Tutorial
This tutorial will guide you through the core features of this library. By the end of this tutorial, you will have a solid understanding of how to use the library effectively. Let's get started!
Requirements
To run this tutorial, you need to have the following packages installed:
- MLJ.jl - A machine learning framework for Julia
- MLJDecisionTreeInterface.jl - Decision tree models for MLJ
- JLSO.jl - Julia Serialized Object file format
- DataFrames.jl - For handling tabular data
You can install these packages using Julia's package manager.
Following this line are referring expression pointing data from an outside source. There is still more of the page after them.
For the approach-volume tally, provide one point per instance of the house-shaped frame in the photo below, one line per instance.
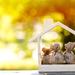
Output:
(52, 68)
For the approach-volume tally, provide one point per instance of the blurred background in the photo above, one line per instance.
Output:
(21, 21)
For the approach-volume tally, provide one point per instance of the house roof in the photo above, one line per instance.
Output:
(53, 26)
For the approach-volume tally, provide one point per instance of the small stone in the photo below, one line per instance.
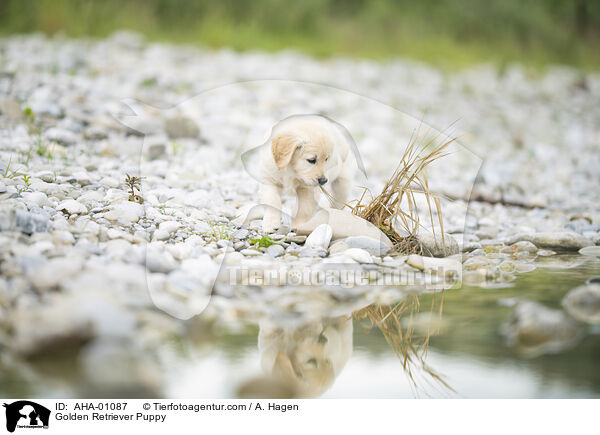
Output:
(71, 206)
(159, 261)
(296, 239)
(110, 182)
(307, 251)
(320, 237)
(169, 226)
(566, 240)
(55, 271)
(436, 246)
(593, 251)
(275, 251)
(156, 147)
(125, 212)
(61, 135)
(337, 247)
(359, 255)
(38, 198)
(181, 126)
(250, 252)
(82, 178)
(536, 330)
(161, 235)
(95, 132)
(523, 246)
(372, 246)
(444, 266)
(27, 222)
(240, 234)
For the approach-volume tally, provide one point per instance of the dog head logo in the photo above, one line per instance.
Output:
(26, 414)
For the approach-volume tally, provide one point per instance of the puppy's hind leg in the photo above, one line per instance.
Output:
(270, 198)
(306, 205)
(340, 190)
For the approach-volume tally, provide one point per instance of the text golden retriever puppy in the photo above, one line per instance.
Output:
(304, 152)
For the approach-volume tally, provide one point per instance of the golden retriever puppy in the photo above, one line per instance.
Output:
(304, 152)
(306, 357)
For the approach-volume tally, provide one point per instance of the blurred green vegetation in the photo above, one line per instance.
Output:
(448, 33)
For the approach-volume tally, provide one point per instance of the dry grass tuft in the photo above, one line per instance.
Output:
(410, 346)
(407, 181)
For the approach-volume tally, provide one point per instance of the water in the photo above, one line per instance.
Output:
(464, 345)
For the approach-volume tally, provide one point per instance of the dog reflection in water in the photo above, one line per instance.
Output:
(306, 358)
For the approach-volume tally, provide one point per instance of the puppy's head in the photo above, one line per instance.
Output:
(306, 150)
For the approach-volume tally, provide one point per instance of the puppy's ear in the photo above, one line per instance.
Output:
(283, 369)
(283, 146)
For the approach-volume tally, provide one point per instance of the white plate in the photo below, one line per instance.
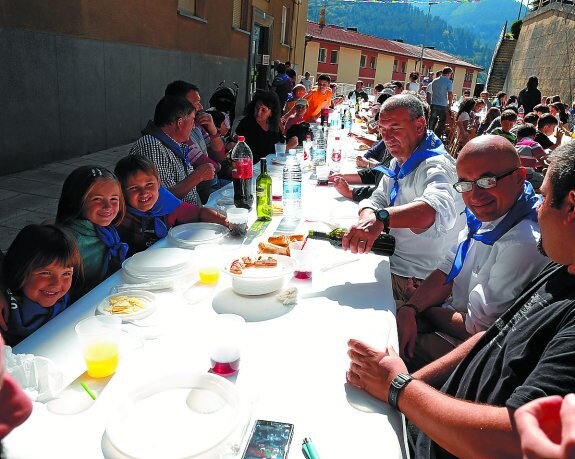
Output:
(147, 298)
(192, 234)
(157, 261)
(156, 421)
(259, 281)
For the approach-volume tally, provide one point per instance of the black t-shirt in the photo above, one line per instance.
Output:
(358, 95)
(529, 352)
(543, 140)
(262, 143)
(529, 98)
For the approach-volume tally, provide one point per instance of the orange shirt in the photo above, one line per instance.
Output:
(317, 101)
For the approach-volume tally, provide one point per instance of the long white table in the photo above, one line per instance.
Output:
(292, 366)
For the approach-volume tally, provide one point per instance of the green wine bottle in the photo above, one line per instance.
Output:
(264, 193)
(383, 245)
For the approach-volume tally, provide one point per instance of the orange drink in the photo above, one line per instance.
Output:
(209, 275)
(101, 359)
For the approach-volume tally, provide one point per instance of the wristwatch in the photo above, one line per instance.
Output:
(397, 386)
(382, 215)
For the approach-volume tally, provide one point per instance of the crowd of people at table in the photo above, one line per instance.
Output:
(483, 272)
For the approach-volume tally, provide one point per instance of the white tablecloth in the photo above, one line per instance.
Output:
(292, 366)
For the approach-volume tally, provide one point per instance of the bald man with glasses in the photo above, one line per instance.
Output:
(495, 258)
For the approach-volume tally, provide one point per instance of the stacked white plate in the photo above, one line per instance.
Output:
(190, 235)
(176, 416)
(162, 264)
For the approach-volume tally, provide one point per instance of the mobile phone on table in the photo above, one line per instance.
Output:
(269, 439)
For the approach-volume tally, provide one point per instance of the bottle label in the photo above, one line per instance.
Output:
(242, 169)
(292, 190)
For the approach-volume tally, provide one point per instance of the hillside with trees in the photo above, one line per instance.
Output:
(472, 41)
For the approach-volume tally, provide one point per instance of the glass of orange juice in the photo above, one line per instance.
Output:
(99, 337)
(208, 259)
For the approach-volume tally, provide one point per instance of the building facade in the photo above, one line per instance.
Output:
(545, 49)
(82, 76)
(347, 56)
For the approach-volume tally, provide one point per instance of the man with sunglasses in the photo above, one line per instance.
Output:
(527, 353)
(494, 260)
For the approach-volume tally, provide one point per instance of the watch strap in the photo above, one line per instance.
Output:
(396, 387)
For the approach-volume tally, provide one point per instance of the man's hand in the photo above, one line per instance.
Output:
(205, 119)
(373, 370)
(547, 427)
(360, 237)
(204, 172)
(407, 331)
(341, 186)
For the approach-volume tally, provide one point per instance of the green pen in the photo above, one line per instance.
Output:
(310, 448)
(305, 450)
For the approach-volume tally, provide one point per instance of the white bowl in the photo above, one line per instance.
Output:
(259, 281)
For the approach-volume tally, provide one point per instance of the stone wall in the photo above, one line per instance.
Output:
(545, 48)
(65, 96)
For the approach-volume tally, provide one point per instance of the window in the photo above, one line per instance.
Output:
(285, 31)
(190, 8)
(240, 14)
(334, 56)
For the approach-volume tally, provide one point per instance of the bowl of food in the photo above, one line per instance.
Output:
(259, 274)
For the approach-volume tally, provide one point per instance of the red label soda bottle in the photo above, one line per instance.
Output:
(242, 174)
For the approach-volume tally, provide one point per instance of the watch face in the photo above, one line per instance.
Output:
(383, 216)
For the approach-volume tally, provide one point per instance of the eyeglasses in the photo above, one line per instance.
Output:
(484, 182)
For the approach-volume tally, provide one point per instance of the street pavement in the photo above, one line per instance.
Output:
(31, 196)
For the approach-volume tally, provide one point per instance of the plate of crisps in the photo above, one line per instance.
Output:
(129, 305)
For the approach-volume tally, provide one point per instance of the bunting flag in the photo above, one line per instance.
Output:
(422, 2)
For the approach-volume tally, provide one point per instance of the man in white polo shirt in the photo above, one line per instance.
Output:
(415, 198)
(495, 259)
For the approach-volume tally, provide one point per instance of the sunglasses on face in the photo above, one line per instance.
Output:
(484, 182)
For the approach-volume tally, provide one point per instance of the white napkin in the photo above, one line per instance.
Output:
(38, 376)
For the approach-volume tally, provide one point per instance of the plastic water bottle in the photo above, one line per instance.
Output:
(348, 121)
(319, 149)
(292, 187)
(336, 155)
(307, 150)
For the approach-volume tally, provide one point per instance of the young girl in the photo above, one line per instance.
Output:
(90, 205)
(151, 209)
(38, 271)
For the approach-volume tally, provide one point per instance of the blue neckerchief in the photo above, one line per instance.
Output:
(180, 150)
(524, 208)
(165, 205)
(27, 316)
(117, 249)
(429, 147)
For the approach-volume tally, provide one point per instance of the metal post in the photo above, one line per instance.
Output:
(423, 41)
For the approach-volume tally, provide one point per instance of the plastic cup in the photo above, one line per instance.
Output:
(208, 258)
(303, 259)
(280, 150)
(225, 344)
(238, 218)
(99, 337)
(322, 174)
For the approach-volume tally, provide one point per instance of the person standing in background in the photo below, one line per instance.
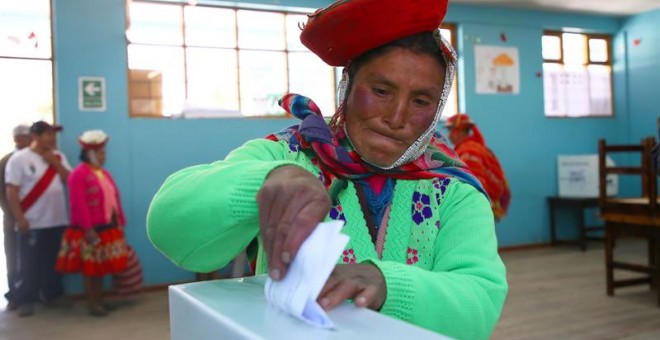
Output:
(94, 244)
(35, 178)
(471, 148)
(22, 140)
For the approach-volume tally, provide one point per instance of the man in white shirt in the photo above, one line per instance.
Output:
(35, 180)
(22, 139)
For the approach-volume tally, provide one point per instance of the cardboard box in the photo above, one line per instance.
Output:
(578, 176)
(237, 309)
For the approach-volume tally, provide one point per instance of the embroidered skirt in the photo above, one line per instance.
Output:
(108, 256)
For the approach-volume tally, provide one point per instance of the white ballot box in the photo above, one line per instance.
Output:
(237, 309)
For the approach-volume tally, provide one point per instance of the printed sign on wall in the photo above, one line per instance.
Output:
(498, 70)
(91, 94)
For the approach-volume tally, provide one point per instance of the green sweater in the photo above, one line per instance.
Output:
(439, 258)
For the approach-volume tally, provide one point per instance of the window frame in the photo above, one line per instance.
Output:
(236, 49)
(560, 61)
(50, 59)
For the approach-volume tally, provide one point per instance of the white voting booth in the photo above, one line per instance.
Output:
(578, 176)
(237, 309)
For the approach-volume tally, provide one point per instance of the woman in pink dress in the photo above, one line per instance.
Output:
(94, 244)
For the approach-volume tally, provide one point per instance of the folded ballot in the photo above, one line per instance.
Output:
(296, 294)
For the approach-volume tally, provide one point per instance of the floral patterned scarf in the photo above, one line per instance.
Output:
(337, 158)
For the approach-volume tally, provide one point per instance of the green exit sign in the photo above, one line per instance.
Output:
(91, 94)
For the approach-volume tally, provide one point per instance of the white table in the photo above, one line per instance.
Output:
(237, 309)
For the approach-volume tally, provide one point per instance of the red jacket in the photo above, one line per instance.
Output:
(487, 169)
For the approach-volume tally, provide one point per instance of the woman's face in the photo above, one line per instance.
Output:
(100, 156)
(393, 100)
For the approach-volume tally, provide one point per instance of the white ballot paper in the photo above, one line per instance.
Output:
(296, 294)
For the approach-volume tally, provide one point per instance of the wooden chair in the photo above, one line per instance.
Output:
(636, 216)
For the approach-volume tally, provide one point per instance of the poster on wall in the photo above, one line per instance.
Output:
(91, 94)
(498, 70)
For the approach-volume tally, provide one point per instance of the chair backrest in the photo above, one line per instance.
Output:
(646, 168)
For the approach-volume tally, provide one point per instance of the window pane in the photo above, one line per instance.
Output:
(575, 48)
(261, 30)
(263, 81)
(598, 50)
(600, 89)
(155, 24)
(551, 47)
(320, 87)
(25, 29)
(27, 100)
(554, 94)
(293, 32)
(212, 81)
(213, 27)
(167, 62)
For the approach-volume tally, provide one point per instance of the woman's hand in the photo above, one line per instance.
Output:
(364, 283)
(292, 201)
(91, 237)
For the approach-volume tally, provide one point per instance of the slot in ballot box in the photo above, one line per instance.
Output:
(238, 309)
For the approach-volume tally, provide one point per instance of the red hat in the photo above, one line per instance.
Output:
(93, 139)
(348, 28)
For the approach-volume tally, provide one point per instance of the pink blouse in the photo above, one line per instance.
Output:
(93, 199)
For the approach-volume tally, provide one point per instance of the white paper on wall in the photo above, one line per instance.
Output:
(497, 70)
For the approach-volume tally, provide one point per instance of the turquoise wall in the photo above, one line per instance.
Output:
(89, 41)
(641, 37)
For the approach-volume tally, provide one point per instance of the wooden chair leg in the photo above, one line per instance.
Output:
(609, 258)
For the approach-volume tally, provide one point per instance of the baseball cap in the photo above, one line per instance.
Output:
(41, 127)
(21, 129)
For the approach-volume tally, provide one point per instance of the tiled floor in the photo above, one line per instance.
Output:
(145, 317)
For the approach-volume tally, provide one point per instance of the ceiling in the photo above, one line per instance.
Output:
(604, 7)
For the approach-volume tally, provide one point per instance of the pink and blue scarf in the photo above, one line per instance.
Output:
(337, 158)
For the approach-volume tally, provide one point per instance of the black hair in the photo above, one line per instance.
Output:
(421, 43)
(84, 156)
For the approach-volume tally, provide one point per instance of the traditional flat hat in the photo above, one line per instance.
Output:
(93, 139)
(459, 120)
(348, 28)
Open the Julia REPL and run:
using Pkg
Pkg.add("MLJ")
Pkg.add("MLJDecisionTreeInterface")
Pkg.add("JLSO")
Pkg.add("DataFrames")Loading the Data
First, we need to load the dataset that we will be using for this tutorial.
using MLJ
using JLSO
using DataFrames
using DearDiary
iris = DataFrames.DataFrame(load_iris())
train, test = partition(iris, 0.8, shuffle=true)
train_y, train_X = unpack(train, ==(:target))
test_y, test_X = unpack(test, ==(:target))Initializing the database
Before we start tracking our experiments, we need to initialize the database where the experiment data will be stored.
julia> DearDiary.initialize_database()[ Info: Database initialized successfully.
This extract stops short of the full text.